On November 6, 2019, the Office of the Privacy Commissioner of Canada (OPC) announced a joint resolution of the federal, provincial and territorial Information and Privacy Commissioners (collectively, the Commissioners) calling on their governments to modernize access to information and privacy laws, which they say "have sadly fallen behind the laws of many other countries”.

In the resolution, the Commissioners stated that although legislative advances took place in some Canadian jurisdictions, significant reform is still required to better protect the rights of Canadians in a data driven society. The Commissioners note that privacy and access to information are quasi-constitutional rights that are fundamental to self-determination, democracy, and good government. They issued a number of calls for action.

First, the joint resolution is seeking that all public and private sector entities engaged in handling personal information be subject to privacy laws and be required, among other things, to:

  • implement privacy management frameworks;
  • practice data minimization and limited use;
  • establish appropriate security measures safeguarding personal information;
  • notify regulators and individuals affected by privacy breaches; and
  • allow individuals control their personal information, including real choice and meaningful consent.

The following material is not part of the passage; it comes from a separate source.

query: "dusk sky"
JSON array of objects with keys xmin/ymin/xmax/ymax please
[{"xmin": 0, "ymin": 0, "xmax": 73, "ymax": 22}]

Second, the joint resolution urges proactive disclosure of information that is in the public’s interest, with limited exceptions to the right of access. The Commissioners also called on governments to create legal frameworks to ensure responsible development and use of artificial intelligence and machine learning technologies in accordance with the principles of transparency, accountability, and fairness.

Third, the joint resolution is calling on governments to strengthen the Commissioners’ enforcement powers to allow individuals to effectively assert their access and privacy rights against non-compliant entities.